Since the passage of the Affordable Care Act (ACA), each year has brought changes to the health insurance marketplace in New Jersey and across the country. We were expecting 2016 to be a disruptive year for some employers because of a provision in the ACA that would have expanded New Jersey’s small group health insurance market (currently 1-50 FTEs) to include large groups with 51-100 FTEs. This would have resulted in cancelled plans and new benefit requirements for affected employers. However, in a rare bipartisan move, Congress and the president rescinded this ACA requirement in the fall.

With this major shift off the table, employers can expect trend-level premium increases in 2016 as a result of the underlying growth in healthcare costs. Hospital costs remain the largest portion of underlying medical spend, while prescription drug costs are growing at the highest rate. More than half-a-million Americans now take at least $50,000 worth of prescription drugs each year. Meanwhile, specialty drugs comprise one percent of prescriptions written, but 32 percent of total drug spending. These pricing pressures are unsustainable and continue to drive up health insurance premiums every year.

As we consider the impact of these major cost-drivers, employers should be mindful that beginning in 2018, the “Cadillac Tax” will impose a 40 percent excise tax on higher-cost individual and family policies. The Cadillac tax serves two key functions: to generate funding for subsidies in the ACA’s individual marketplace, and to incentivize employers and employees to move away from costly plans to consumer-directed plans which often have lower costs and higher deductibles. The tax will apply to all individual policies with premiums costing $10,200 or more and family plans costing $27,500 or more. If your premium costs meet or exceed the threshold, you may want to consider alternatives to avoid triggering the tax. The excise tax also applies to government plans, and the New Jersey Pension and Health Benefits Study Commission has projected that the tax will increase the State Health Programs’ costs by an additional $58 million in FY2018, rising to $284 million by FY2022.

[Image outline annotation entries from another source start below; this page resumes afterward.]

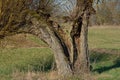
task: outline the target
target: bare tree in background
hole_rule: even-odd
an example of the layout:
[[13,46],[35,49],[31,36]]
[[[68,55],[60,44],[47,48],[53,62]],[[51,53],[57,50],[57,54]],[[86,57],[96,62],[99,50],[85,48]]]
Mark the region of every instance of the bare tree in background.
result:
[[[69,0],[70,1],[70,0]],[[1,0],[0,37],[30,33],[44,40],[53,50],[58,74],[68,76],[89,73],[88,24],[95,13],[93,0],[75,0],[70,19],[71,32],[51,20],[55,0]],[[70,8],[71,9],[71,8]],[[72,17],[71,17],[72,16]]]

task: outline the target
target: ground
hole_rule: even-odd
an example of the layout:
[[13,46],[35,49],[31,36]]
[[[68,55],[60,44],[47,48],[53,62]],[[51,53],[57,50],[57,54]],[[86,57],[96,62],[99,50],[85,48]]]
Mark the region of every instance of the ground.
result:
[[[91,76],[120,80],[120,27],[89,28]],[[0,80],[53,80],[52,50],[35,36],[19,34],[0,40]],[[77,77],[68,80],[79,80]]]

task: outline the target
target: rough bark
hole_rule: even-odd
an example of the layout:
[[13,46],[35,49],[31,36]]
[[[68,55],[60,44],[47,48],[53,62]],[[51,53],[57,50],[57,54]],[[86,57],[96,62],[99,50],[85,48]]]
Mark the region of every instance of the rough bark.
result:
[[58,70],[58,74],[61,76],[68,76],[72,75],[72,70],[70,67],[70,62],[68,57],[65,56],[64,47],[61,43],[61,39],[56,36],[54,30],[52,29],[52,26],[50,25],[42,25],[42,24],[36,24],[37,21],[35,21],[34,25],[30,29],[30,33],[33,35],[38,36],[40,39],[44,40],[49,47],[52,49],[55,62]]

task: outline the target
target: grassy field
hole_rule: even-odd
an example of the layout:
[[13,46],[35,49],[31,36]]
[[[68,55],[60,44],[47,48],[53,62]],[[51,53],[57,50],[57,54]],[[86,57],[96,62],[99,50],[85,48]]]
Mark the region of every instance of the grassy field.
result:
[[[119,35],[120,28],[89,29],[92,76],[96,80],[120,80]],[[37,75],[32,79],[37,80],[43,76],[38,72],[48,72],[53,61],[51,49],[38,38],[31,35],[7,37],[0,43],[0,80],[30,80],[28,77],[34,73]]]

Health plans are offering a number of innovative solutions to help employers lower premium costs and avoid the “Cadillac Tax.” Among those solutions are high-value, preferred provider arrangements, sometimes called “tiered networks.” These networks offer broad access to all healthcare services and provider types, while creating lower cost-sharing options when a consumer selects a high-value or preferred-tier provider with lower premiums. Health plans also continue to partner with providers and hospitals to form Accountable Care Organizations and Patient Centered Medical Home programs that help bend the cost curve through quality and outcome-based financial incentives.

Affordability continues to be the greatest barrier to access to care in the post-ACA world; there is great hope that these innovations can flourish to help improve quality and contain costs.